- Directed by: Raúl Ruiz
- Produced by: Silvia Voser
- Cinematography: Jacques Bouquin
- Edited by: Valeria Sarmiento
- Music by: Jorge Arriagada
- Release date: November 16, 1997;
- Running time: 9 minutes
- Country: France
- Language: French

= Le film à venir =

The Film to Come (French: Le film à venir) is a 1997 French short film directed by Raúl Ruiz. The story concerns a cult that continuously watches a 23-second long film in a neverending loop. The film has no dialogue; instead, an ever-changing narrator gives a first-person account of his experience with the cult.

== Plot ==
For the last seven years, a group of people who call themselves the Philokinetes have been ritualistically screening a 23-second long fragment of film called "The Film to Come". In the so-called "Room of Clocks," devotees watch the fragment over and over again in order to enter a hypnotic state in which there is no difference between film and reality.

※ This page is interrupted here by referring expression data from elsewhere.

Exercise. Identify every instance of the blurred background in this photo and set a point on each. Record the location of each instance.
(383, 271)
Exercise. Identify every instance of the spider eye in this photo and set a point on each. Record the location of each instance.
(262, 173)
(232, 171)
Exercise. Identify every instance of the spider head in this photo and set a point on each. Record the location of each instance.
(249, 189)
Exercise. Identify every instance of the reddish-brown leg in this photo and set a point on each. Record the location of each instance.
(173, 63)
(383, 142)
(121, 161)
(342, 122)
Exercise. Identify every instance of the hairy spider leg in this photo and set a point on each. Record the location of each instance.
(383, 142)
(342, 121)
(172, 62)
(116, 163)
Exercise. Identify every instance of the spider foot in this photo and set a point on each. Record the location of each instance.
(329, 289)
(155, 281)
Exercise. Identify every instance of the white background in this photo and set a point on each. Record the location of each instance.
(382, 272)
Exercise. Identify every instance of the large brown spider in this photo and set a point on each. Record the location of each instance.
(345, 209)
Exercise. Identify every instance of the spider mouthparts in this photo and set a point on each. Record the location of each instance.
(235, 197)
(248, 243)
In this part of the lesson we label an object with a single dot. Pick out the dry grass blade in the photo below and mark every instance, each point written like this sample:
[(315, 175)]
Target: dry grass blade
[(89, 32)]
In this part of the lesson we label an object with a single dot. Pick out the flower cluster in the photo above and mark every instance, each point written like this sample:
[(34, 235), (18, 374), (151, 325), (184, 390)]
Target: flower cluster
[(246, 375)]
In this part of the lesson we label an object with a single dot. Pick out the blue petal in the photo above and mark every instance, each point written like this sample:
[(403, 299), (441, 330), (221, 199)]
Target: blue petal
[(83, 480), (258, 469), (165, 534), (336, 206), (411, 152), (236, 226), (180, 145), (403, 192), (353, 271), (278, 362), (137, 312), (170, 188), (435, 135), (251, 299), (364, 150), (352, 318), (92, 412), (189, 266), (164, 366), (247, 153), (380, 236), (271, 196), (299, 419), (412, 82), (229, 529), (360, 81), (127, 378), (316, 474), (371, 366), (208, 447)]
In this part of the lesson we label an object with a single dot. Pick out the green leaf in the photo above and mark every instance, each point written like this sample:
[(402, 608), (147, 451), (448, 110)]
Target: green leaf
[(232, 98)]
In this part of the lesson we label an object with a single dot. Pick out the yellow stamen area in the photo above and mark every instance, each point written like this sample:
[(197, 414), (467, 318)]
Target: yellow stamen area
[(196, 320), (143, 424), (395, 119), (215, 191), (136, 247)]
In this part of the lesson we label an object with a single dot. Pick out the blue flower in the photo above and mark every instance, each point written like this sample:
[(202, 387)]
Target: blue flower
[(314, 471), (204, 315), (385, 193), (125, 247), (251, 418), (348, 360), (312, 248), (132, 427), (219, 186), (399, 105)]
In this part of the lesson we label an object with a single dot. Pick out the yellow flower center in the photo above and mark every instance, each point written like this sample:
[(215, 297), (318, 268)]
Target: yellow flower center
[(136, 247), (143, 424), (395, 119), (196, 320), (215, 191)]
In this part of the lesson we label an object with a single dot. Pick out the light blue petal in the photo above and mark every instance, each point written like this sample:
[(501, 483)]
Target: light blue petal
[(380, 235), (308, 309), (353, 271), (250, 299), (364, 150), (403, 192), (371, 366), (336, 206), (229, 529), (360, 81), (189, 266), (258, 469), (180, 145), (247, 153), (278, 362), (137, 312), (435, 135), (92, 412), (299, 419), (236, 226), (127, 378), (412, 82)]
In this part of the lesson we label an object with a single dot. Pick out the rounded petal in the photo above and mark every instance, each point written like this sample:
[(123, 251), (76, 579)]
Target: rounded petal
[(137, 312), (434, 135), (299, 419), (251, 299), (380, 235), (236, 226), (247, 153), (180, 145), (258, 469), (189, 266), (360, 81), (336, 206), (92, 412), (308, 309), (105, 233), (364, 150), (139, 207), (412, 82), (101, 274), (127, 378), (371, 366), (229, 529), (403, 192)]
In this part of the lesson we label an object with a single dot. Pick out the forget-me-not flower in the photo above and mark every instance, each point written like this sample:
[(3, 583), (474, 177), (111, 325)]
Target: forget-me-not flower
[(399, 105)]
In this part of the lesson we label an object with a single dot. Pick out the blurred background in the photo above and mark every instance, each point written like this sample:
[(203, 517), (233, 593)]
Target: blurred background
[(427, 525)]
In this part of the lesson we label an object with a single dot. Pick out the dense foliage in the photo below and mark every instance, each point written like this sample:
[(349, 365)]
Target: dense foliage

The narrator encounters the Philokinetes in search of his missing daughter, who went missing during a screening. Upon having a vision of his daughter within the pages of the Philokinetes' sacred books, he falls into a deathlike fugue, understanding that he has become a part of the sacred film.

== Cast ==
- Féodor Atkine (voice)
- Jean-Yves Gauthier (voice)
- Hubert Saint-Macary (voice)
- Gérard Vincent
- Margot Marguerite
- Edouard Waintrop
- Abdelwaheb Meddeb
- Guy Scarpetta
- Bernard Pautrat
- Waldo Rojas

== Reception ==
Despite its limited release, Le film à venir drew some praise for its application of Ruiz's own theory of "shamanic cinema," in which he articulated the idea that film can be transformative in the same fashion as older forms of orally-transmitted culture.